It may disappoint all my professors, but one of the most impactful lessons I learned in college came from a student, a senior we’ll call Nick to protect the innocent. A few other students and I came into the dorm common room to find Nick perched in front of the PlayStation in the exact same position and wearing the exact same clothes he had on when we left the prior evening.
“Nick,” I said, “Did you play video games all night?”
“Yeah,” he replied.
“What about your thesis?”
“I’ll do it later.”
Everyone in the room felt a sense of secondhand doom settle over them. The thesis was due in 18 hours.
I didn’t think I’d feel that sense of secondhand doom again after graduating, but on a few particularly rocky Total Economic Impact™ (TEI) engagements, it still pops up. Clients want to wait to reach out to their customers until after we’ve finished talking to stakeholders or assume that it will be easy to simply call someone up and schedule an interview a week ahead of the deadline. After experiencing a few projects that dragged on for over double their original timeline, I have two principle pieces of advice for clients who assume that securing customer interviews can be knocked out in an afternoon.
The first, as you may gather from the cautionary tale about the dangers of procrastinating, is to start reaching out now.
Just kicked off the project? You should start thinking about customers.
Scheduled to kick off a TEI in a few months? Now’s a great time to start identifying customers you think would provide good interviewees.
Considering buying a TEI next year? If you want to make the most of your future investment, start looking at potential customers now!
The second sounds more difficult than it is: When talking to customers, make the TEI sound worth their while. At first blush, this might seem difficult — how is a key stakeholder at one of your customers’ organizations giving up an hour of their time anything but a favor to you? Well …

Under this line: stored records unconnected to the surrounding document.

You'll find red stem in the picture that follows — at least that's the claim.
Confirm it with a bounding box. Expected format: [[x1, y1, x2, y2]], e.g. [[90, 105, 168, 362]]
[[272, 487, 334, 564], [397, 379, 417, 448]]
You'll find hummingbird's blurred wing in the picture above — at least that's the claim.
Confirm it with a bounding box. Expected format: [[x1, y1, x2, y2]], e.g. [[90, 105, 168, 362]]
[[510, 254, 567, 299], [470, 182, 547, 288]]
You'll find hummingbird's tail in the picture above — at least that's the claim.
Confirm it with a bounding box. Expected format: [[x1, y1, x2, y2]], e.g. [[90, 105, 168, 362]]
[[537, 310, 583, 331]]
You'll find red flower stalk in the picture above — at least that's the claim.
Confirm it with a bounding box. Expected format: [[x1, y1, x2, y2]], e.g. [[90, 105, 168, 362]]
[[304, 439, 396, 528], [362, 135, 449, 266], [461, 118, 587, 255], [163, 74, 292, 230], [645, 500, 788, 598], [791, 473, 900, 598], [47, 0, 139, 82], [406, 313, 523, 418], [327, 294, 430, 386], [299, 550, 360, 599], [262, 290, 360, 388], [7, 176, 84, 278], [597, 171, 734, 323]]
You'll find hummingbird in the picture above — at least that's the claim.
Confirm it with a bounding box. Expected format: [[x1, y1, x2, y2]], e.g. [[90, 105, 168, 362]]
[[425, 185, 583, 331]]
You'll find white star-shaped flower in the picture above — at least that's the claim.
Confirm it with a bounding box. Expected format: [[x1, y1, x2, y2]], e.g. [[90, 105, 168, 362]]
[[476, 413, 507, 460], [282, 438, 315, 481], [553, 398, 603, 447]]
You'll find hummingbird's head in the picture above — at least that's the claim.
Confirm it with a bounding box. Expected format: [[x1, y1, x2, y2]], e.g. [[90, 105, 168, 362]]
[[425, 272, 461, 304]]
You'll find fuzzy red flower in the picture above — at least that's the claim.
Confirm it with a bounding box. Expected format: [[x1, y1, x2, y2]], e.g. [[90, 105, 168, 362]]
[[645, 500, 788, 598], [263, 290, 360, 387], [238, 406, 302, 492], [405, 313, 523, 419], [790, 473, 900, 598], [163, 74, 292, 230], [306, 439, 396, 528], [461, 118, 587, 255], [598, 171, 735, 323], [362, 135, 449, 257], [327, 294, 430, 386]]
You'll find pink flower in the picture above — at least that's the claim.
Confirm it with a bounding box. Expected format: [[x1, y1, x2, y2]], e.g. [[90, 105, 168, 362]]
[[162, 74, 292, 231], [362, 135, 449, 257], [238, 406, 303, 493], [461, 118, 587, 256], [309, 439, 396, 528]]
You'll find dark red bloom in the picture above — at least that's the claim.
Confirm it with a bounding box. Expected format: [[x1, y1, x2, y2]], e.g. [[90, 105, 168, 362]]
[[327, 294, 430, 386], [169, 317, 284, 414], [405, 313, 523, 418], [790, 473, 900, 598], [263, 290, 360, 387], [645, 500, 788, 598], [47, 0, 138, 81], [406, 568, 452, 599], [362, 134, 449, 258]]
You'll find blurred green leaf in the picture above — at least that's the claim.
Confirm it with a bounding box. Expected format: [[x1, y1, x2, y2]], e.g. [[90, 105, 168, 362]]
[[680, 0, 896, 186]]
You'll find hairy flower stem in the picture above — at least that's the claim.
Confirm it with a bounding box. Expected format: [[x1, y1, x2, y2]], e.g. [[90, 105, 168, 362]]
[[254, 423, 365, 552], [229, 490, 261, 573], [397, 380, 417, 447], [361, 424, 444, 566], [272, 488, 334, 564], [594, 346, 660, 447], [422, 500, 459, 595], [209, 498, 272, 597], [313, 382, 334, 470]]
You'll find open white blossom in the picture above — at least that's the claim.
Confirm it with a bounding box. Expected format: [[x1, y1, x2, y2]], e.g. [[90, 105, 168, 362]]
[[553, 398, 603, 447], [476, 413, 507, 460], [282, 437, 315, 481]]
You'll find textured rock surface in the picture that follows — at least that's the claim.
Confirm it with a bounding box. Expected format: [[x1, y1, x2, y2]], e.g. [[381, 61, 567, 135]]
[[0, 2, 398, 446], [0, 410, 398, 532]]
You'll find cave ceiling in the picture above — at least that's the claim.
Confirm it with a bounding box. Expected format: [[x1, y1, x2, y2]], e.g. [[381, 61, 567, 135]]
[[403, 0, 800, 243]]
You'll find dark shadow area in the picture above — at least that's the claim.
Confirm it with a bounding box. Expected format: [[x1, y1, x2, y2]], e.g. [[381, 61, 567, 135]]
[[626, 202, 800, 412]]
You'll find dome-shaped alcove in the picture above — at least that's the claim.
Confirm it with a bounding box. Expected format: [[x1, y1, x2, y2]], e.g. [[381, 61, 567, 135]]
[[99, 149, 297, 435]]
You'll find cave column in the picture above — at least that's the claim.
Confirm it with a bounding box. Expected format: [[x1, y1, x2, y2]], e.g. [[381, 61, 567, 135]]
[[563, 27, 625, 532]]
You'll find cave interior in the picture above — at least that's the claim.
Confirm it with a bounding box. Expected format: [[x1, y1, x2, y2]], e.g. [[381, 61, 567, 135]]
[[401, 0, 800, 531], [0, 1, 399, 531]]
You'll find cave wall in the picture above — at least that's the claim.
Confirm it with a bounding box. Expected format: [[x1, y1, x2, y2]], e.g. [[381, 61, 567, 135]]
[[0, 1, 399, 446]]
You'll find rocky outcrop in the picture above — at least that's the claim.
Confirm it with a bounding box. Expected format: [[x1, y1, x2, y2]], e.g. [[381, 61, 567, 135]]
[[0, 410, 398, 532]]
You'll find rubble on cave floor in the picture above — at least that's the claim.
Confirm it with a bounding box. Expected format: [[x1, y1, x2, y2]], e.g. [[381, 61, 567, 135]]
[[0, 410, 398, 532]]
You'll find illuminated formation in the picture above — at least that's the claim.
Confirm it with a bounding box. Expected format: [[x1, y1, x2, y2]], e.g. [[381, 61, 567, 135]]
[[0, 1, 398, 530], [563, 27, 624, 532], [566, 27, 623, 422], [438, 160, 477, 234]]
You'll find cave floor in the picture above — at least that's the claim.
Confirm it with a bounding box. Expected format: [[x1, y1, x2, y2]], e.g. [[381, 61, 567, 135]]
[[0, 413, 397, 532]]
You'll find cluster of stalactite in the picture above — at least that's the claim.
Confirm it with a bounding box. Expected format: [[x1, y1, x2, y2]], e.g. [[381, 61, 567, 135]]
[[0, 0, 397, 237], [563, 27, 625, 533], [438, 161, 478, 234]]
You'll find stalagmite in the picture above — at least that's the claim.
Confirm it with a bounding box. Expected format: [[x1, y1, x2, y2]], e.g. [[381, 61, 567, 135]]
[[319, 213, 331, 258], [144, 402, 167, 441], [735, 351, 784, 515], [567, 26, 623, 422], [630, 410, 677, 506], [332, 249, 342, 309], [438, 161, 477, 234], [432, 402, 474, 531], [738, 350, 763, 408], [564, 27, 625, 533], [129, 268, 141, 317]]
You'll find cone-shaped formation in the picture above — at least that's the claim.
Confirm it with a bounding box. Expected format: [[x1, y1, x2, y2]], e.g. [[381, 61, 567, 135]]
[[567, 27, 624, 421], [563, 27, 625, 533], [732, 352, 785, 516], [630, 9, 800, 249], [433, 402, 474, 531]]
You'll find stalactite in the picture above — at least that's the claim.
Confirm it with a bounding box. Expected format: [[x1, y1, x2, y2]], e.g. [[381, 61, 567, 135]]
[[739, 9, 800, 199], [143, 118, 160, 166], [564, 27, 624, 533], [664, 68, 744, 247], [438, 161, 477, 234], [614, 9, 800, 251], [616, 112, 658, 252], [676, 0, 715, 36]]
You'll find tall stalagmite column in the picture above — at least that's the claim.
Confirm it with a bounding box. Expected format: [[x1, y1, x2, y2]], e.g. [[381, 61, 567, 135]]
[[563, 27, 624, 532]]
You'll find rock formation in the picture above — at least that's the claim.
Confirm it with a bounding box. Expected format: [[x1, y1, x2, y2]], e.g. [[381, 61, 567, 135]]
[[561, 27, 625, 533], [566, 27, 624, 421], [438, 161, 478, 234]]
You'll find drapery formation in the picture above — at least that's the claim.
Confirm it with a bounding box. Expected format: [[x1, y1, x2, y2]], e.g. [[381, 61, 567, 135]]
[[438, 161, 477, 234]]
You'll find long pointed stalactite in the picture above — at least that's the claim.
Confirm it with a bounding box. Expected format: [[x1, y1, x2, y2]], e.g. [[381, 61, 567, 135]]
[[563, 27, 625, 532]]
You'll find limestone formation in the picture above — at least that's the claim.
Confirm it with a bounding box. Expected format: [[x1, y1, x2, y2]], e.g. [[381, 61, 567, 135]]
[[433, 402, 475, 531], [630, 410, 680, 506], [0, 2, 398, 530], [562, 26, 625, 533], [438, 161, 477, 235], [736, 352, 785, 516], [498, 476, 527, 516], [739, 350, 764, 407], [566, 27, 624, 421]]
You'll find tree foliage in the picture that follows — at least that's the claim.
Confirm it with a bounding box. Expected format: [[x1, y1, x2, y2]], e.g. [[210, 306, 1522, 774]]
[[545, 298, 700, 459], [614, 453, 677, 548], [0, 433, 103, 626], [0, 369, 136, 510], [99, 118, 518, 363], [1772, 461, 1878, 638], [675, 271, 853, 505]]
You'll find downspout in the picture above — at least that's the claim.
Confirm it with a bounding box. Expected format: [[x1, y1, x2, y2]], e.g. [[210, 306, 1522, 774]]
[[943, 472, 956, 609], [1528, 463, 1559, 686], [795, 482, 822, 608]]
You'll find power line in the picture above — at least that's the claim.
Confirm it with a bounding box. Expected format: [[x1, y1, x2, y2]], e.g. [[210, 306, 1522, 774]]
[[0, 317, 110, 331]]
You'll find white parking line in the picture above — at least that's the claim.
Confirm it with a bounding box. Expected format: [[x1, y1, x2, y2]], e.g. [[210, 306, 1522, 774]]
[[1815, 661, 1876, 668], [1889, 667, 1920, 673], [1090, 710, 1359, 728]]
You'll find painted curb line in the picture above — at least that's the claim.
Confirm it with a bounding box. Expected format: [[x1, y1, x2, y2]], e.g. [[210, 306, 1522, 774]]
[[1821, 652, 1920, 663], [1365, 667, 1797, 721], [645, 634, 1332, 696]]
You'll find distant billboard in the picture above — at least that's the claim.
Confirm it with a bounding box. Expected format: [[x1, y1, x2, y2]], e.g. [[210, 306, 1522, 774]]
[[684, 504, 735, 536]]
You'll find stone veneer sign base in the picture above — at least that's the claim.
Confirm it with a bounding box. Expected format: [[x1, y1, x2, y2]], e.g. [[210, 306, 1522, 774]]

- Customers have investments to justify internally, too.
It can be easy to forget, especially on smoother sales, but the decision to buy your product wasn’t made in an afternoon. Chances are that a few stakeholders in your customer’s organization put quite a bit of effort into persuading budget-holders, C-level executives, and other members of the buying group into giving your product a shot, and while TEI is anonymous, companies that participate in a specific TEI will easily be able to tell which insights came from their interviewee. The TEI is guaranteed to give you an ROI for an organization similar to theirs to tout, and if the project includes a lead-generation tool, your customers may even be able to put in details specific to their organization to derive a unique, accurate ROI. Everyone likes to be rewarded when they stick their neck out, and a thoroughly researched study from a trusted third party showing that an investment paid tangible, provable dividends is quite a reward for someone who went to the mat for your product.
- TEI participation is an easy, painless way to gain access to customer advisory boards.
Laura Ramos’ excellent research on using customer goodwill contains many insights worth learning from, but one that many companies have particularly begun following her lead on is moving away from one-off customer advocacy programs to ongoing programs that reward constant, active participation. If your company has a customer advisory board or other long-running loyalty programs, you can remind your customers that compared with other activities, participation in a TEI interview is anonymous. This means that it’s much easier to clear with legal and PR (and only a one-time, hour-long commitment) but still counts as an activity to gain access to the perks of customer advisory board membership.
- Customers can (anonymously) learn from each other.
With most industries, it’s rare for organizations to candidly speak with each other about difficulties they face and the solutions they’ve settled on to overcome adversity. Since most TEIs involve multiple anonymous interviews, access to a TEI case study presents a rare chance for your customers: They can read about how other organizations — possibly even their competitors — dealt with the same problems they have and how they made use of your solution. Larger enterprises can often see certain features of a solution go unused due to red tape or organizational dysfunction, so reading quotes from a smaller organization using those features can be a wake-up call. Conversely, smaller organizations can learn from enterprise accounts and glean insight into how their environments and practices around your solution might have to change as they scale up.
- TEI interviews are a great chance to give candid, anonymous feedback.
When asked to participate in a TEI interview, most of your customers will probably assume that they’re being asked to gush about your product. While it’s true that we love interviewing folks who are head over heels for the solution we’re asking about, it’s not the gushing we’re after — it’s the truth. TEI interviews are anonymous and conducted without anyone from the solution owner present because we want to ensure that customers feel they can speak to us honestly and without reservation. This doesn’t just result in a better study, but also acts as a prime opportunity for customers to provide you with clear, unambiguous feedback that we can pass on anonymously to you.
Lining up customers for a TEI case study can be intimidating, and understandably so. Vetting potential customers, walking interviewees through our processes, and scheduling the actual call can be a bit of a pain (though it’s all a little easier if you share this amazing video explaining the process!). But with a little consideration of what your customers are going through — how big they are, what they need from you, and who on their side might be chomping at the bit to prove how great your product is — it can go much more smoothly than you might think.
Especially if you don’t wait until the day before the deadline to put the video game controller down.